Do you have a fixed mindset or a growth mindset? Are you born with your ability or are you able to take control and change it? I know growing up I was definitely in a fixed mindset. Thinking the things I would be good at would come easy or not at all.
One of the books I have on the go right now is The Talent Code by Daniel Coyle. He makes a great case for the need for deep practice and how this practice makes the difference from being good to great. To the dismay of Allen Iverson today we will be talking about practice and a way of thinking about it that may be a little different.
A quick Google search shows this definition for deep practice: Deep Practice consists of stretching yourself just outside your comfort zone, stopping and reflecting when errors occur, making adjustments, and continuing this process over time. Deep Practice can apply to a wide variety of skills – from hitting a baseball, to playing guitar, to delegating a task to an employee.
Thank you Google, now that we have our working definition why does this matter to you? Put simply this could be the key to unlocking those higher level skills and to help you improve on the things that matter to you. Also with today’s session being a make up day it is a good time to put this idea into practice.
Recently Dauntless was in a 6 am, for a make up day, and she wanted to work on snatching. Like many skills since the shut down this has been an under practiced one. Having just read a chapter of the talent code, I invited her to humor me on something. We set up on an imaginary bar and executed reps without weight, then with the pvc pipe, eventually ending up on the bar.
Now it is time for the cool part, Dauntless was able to hit multiple reps at just five pounds under her previous one rep max! It was very fun as a coach to see this success in such a short time. Especially with the nervous energy coming into the practice session and the fact that she had not snatched heavy for a few months.
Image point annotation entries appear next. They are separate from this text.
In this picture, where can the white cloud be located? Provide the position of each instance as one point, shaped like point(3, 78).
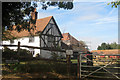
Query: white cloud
point(89, 17)
point(105, 20)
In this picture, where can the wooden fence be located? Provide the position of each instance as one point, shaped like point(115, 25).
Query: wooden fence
point(102, 68)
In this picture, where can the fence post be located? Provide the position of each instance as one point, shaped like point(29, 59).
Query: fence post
point(79, 65)
point(68, 64)
point(18, 49)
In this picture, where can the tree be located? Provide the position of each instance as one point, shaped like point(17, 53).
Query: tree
point(18, 14)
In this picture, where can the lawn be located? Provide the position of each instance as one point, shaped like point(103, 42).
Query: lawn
point(37, 69)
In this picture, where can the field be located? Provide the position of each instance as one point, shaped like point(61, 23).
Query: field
point(38, 69)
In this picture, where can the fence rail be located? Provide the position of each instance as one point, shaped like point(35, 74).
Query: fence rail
point(102, 67)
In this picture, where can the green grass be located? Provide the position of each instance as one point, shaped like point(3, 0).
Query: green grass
point(40, 67)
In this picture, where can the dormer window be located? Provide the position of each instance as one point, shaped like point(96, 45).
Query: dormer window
point(31, 39)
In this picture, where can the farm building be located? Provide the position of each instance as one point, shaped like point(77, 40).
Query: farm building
point(113, 53)
point(74, 44)
point(46, 35)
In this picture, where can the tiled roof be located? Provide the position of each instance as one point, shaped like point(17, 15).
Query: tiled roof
point(112, 51)
point(40, 26)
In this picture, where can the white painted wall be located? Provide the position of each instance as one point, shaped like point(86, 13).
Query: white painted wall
point(25, 41)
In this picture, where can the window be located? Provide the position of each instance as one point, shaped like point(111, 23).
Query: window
point(50, 41)
point(11, 41)
point(31, 39)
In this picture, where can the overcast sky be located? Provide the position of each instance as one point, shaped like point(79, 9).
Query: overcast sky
point(93, 22)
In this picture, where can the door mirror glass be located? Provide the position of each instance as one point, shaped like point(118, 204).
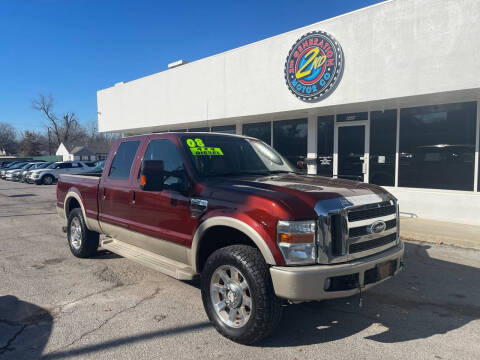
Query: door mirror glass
point(162, 168)
point(152, 175)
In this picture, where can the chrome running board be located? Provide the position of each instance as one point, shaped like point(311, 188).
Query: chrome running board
point(149, 259)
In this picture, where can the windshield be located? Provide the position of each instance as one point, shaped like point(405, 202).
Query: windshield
point(42, 165)
point(52, 166)
point(219, 155)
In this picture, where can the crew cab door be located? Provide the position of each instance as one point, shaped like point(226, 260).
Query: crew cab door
point(163, 217)
point(115, 190)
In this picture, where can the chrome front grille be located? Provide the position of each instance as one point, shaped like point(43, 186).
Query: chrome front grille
point(382, 209)
point(362, 240)
point(346, 231)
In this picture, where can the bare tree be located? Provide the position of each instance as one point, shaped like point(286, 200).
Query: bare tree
point(65, 128)
point(31, 143)
point(8, 138)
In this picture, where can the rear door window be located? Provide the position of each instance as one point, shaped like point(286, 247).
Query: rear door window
point(123, 160)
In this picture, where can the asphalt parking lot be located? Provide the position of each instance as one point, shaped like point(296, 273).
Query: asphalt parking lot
point(55, 306)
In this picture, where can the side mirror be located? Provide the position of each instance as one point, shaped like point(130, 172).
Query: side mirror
point(152, 175)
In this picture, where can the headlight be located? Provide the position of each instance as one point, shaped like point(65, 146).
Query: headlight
point(296, 240)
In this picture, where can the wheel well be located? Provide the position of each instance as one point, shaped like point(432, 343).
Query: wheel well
point(218, 237)
point(72, 204)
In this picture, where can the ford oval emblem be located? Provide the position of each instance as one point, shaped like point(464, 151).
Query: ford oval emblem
point(377, 227)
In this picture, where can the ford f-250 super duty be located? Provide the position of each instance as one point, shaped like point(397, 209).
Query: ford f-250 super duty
point(233, 211)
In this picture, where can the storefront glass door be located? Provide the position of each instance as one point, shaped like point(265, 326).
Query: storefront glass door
point(351, 154)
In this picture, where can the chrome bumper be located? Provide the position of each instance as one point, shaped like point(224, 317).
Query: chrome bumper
point(304, 283)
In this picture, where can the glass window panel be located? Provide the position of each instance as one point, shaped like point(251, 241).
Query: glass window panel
point(205, 129)
point(123, 160)
point(437, 146)
point(290, 139)
point(383, 135)
point(166, 151)
point(261, 131)
point(325, 145)
point(352, 117)
point(226, 129)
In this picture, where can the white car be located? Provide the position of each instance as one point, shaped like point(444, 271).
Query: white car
point(12, 175)
point(50, 174)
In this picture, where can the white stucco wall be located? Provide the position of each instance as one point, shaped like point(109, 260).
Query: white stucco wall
point(396, 49)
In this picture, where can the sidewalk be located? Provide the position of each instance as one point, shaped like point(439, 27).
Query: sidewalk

What is in it for you? As you practice on Tuesday’s make up day be more aware of your movements and don’t be afraid to practice skills with less resistance, visualize between sets, slowing down and speeding up. It may sound a little hokey but testing it will not hurt and you can always go back to a different way of practicing if it is not effective.
Yes Mr. Iverson we are talking about practice today and for those of us that have been stuck on a particular skill going deeper in the practice room may be the way for use to get where we want to go.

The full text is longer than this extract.